The study had several limitations. Although the sample size was not small, we excluded 96 patients mainly due to lack of comprehensive data (prealbumin and albumin test, data on nutritional support, etc), which might cause bias. As mentioned above, there were no standard guidelines or procedures for nutritional support, the conclusion of differences in nutritional support among three subgroups was not that reliable.

Conclusion

Malnutrition is very common in NPC patients and occurs earlier than usually expected during RT. ROM is strongly associated with nutritional status, which might be bidirectional. Therefore, adequate nutritional support should be provided to all NPC patients at the start of RT, especially those at high-risk of severe ROM. Thus, further studies are needed to explore approaches to identify high-risk patients.

Data Availability Statement

The data analyzed in this study is subject to the following licenses/restrictions: this paper was generated from a part of the datasets, which will be used in other papers that focused on different research topic. Thus, the datasets were not publicly available. Requests to access these datasets should be directed to chenyy@zjcc.org.cn.

Ethics Statement

The study was approved by five medical centers, Zhejiang Cancer Hospital (IRB-2018-180), Sun Yat-sen University Cancer Center (B2019-069-01), Affiliated Cancer Hospital of Zhengzhou University (2019268), Affiliated Hospital of Guangdong Medical University (PJ2019-063), and The Affiliated Huaian No.1 People’s Hospital of Nanjing Medical University (YX-P-2019-059-01). The patients provided their written informed consent to participate in this study.

Author Contributions

YC and LL designed the research. ZS, ZZ, and BY disposal data. JC and WS performed the statistical analysis; Other authors made efforts to recruit patients. All authors contributed to the article and approved the submitted version.

Funding

The study received financial support from Qilu Pharmaceutical Co., Ltd.

Conflict of Interest

Authors JC and WS were employed by the company Hangzhou YITU Healthcare Technology Co., Ltd.

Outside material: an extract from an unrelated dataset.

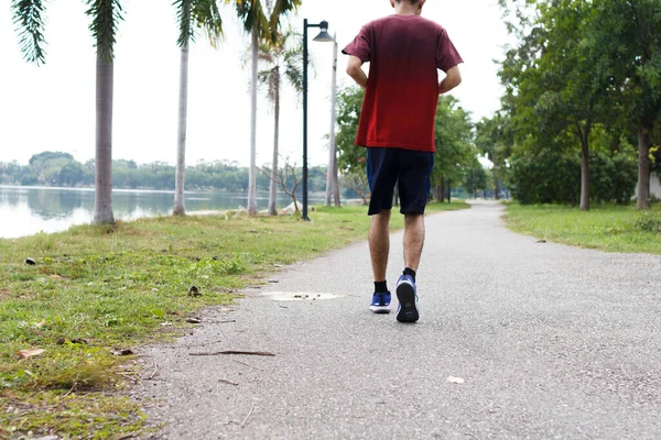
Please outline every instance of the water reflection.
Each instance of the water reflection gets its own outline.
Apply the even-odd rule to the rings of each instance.
[[[15,238],[66,230],[72,224],[94,220],[94,189],[0,186],[0,238]],[[172,213],[172,191],[115,190],[112,210],[116,219]],[[279,206],[289,205],[281,198]],[[236,209],[246,206],[246,195],[186,193],[188,212]],[[258,208],[266,209],[268,195],[258,196]]]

The remaining authors declare that the research was conducted in the absence of any commercial or financial relationships that could be construed as a potential conflict of interest.

The authors declare that this study received funding from Qilu Pharmaceutical Co., Ltd. The funder was not involved in the study design, collection, analysis, interpretation of data, the writing of this article or the decision to submit it for publication.